A small selection of the images he captured that day formed part of the earlier publications, but it wasn’t until a few years ago that their creator revisited his contact sheets to fully re-evaluate the concert series in its entirety. It was, of course, only a matter of time before the highlights of that day in Pittsburgh received the release they deserve, existing as they do at the perennially cool confluence of youth, music and nostalgia. Szabo, in the tumult of the concert, oscillates between candid and posed encounters.
What he committed to film also sways, from exuberant, joyful abandon to indifference, exhibitionism to shyness (and occasionally suspicion), and captures the gamut of teenage behaviour in microcosm. One thing you won’t find in Rolling Stones Fans, as the title hints at, is any pictures of the band on stage. Szabo’s book, like his attention that day in Pittsburgh, is focused entirely on the audience. They are the real stars of the show.
We caught up with Joseph for a quick-fire round of questions about his candid style, contemporary photography, and the Stones…
You started off photographing your students in class. Were they instantly positive, or did it take time for them to warm to the idea?
It took the students a little time to warm up to the idea of me photographing them, but it happened quickly. I don’t think it had been done before in my school but at the right moment, most students liked the idea. The camera shy students were hesitant, and I always respected them.
Do you think you’d get the same positive reaction from high school students today?
Today it seems like schools and parents are rather wary of teachers photographing their students. So in these times, I think, it would be more difficult.
Have you noticed a change in attitude towards photography — especially around young people and candid photography?
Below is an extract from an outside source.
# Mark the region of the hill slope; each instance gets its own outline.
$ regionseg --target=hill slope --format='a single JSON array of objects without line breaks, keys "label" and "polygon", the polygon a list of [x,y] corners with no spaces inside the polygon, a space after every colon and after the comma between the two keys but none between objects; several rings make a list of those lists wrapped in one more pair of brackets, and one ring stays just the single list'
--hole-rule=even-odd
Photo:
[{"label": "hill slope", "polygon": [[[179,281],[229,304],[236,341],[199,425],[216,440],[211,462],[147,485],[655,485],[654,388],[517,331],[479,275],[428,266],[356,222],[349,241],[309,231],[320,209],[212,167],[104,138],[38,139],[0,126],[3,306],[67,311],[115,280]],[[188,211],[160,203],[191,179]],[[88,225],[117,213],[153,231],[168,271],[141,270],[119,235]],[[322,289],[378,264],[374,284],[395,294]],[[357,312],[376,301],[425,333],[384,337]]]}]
How do you feel about it?
At the moment I’m working on a project entitled Lifeguard; when I go to the beach, young people seem to like me photographing them. I think it is because of my approach, and they trust me not to post photos on the internet that might embarrass or hurt them.
How does your process differ today than in 1978, if at all? Has technology changed how you work?
Most photographers, I think, do digital — and very few do traditional darkroom photography. Even so, with my digital camera I keep my approach one of trust … so my photos have the same look and feel.
Who are your favourite photographers? Can you point to their influence in any of the book images?
Some of my favourite photographers are: Helen Levitt for her deeply felt images of New York people … Cartier Bresson for the beautiful forms and compositions … and Sebastio Salgado for his concern with man and the earth. Also, William Klein for his experimental and spontaneous approach.
And finally the most important question… what’s your favourite Rolling Stones song?
It’s Only Rock ‘n Roll (But I Like It)
Rolling Stones Fans by Joseph Szabo is published by Damiani Editore.